Bussen spülen Geld in die Könizer Kasse

Köniz

Manche mögen es als Schikane empfinden, doch es hat gut funktioniert: Durch intensivere Tempokontrollen hat die Gemeinde Köniz letztes Jahr rund 420'000 Franken mehr Bussengelder eingenommen.

Viele fahren zu schnell: Der Blechpolizist an der Kirchstrasse in Wabern ist immer noch eine zuverlässige Einnahmequelle für die Gemeinde.

Viele fahren zu schnell: Der Blechpolizist an der Kirchstrasse in Wabern ist immer noch eine zuverlässige Einnahmequelle für die Gemeinde.

(Bild: Urs Baumann)

Lucia Probst

Es war der grösste Einzelposten im aktuellen Sparprogramm. Und auch einer der umstrittensten: 550'000 Franken wollte der Könizer Gemeinderat letztes Jahr durch verstärkte Tempokontrollen einnehmen. Das hat unter anderem auch das Parlament kritisch beäugt. Der Vorschlag erntete dort einige hämische Bemerkungen.

Doch nun zeigt sich: Die Busseneinnahmen sind tatsächlich markant gestiegen. 2016 spülten Tempokontrollen rund 420'000 Franken mehr in die Gemeindekasse als im Jahr zuvor. 1,33 Millionen waren es insgesamt. Einfach so ist das nicht passiert. Köniz hat dafür die Kontrollen ­massiv intensiviert: Seit Mitte November 2015 werden alle fünf stationären Blechpolizisten konstant betrieben. Seit einem Jahr sind zudem zwei statt eine semistationäre Anlage in Betrieb. Diese stehen wechselnd an 18 definierten Standorten in der Gemeinde. Das hat sich ausbezahlt.

Ohne Fehler keine Busse

«Wer mehr kontrolliert, nimmt mehr Bussengelder ein – das ist eindeutig», zieht der zuständige Gemeinderat Urs Wilk (FDP) zufrieden Bilanz. «Ich stehe dazu, dass wir mit der Massnahme mehr Geld hereinholen wollten.» Sie trage aber auch zu mehr ­Sicherheit auf den Strassen bei.
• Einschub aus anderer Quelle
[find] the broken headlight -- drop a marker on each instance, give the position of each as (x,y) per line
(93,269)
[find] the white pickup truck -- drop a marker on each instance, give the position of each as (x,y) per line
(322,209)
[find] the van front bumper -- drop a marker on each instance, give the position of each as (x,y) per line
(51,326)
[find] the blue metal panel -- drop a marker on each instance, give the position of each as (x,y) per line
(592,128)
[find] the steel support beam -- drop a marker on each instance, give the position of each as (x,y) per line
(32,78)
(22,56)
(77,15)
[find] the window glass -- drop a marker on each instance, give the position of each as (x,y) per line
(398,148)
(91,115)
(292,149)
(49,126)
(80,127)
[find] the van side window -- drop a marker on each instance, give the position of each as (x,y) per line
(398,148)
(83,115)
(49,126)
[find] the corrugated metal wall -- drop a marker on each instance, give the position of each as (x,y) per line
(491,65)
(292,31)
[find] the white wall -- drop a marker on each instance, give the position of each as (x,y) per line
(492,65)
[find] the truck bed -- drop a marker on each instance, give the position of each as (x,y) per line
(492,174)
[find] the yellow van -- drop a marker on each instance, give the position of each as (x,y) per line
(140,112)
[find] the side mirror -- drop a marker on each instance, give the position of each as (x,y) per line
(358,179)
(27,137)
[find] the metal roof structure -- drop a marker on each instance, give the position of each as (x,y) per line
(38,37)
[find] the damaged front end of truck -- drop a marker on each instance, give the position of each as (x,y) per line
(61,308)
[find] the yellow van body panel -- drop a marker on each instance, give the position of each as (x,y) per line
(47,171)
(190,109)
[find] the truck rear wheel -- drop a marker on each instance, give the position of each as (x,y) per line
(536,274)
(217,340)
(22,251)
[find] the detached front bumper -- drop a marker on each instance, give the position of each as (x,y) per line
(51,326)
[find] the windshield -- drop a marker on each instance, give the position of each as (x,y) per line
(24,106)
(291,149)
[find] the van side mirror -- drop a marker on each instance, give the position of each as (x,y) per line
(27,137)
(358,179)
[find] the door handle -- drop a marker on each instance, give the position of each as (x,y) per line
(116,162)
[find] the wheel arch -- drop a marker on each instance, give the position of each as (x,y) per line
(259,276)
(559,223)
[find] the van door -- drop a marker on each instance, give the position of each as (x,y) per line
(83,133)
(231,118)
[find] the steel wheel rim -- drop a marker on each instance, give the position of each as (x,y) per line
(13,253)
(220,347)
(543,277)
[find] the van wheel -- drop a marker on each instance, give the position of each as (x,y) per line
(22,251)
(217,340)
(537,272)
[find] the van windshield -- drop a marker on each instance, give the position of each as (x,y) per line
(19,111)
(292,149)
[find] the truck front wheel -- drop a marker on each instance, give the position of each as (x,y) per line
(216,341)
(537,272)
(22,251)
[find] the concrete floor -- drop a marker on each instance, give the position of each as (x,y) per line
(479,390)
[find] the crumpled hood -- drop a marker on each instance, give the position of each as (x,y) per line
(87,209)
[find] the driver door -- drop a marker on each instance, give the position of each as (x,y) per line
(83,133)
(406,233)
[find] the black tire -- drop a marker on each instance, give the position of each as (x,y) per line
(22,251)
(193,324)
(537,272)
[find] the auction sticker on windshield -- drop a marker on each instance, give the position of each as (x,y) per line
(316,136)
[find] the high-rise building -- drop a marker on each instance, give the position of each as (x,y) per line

Böse Mails und Kritik erhielten Wilk und seine Mitarbeiter immer wieder. «Wer sich korrekt verhält, wird nicht gebüsst», erwidere er den Leuten jeweils, sagt Wilk. Er könne deren Ärger durchaus nachvollziehen. «Es ärgert mich auch, wenn ich eine Busse erhalte.» Trotzdem findet er: «Eine Schikane ist diese Massnahme nicht.»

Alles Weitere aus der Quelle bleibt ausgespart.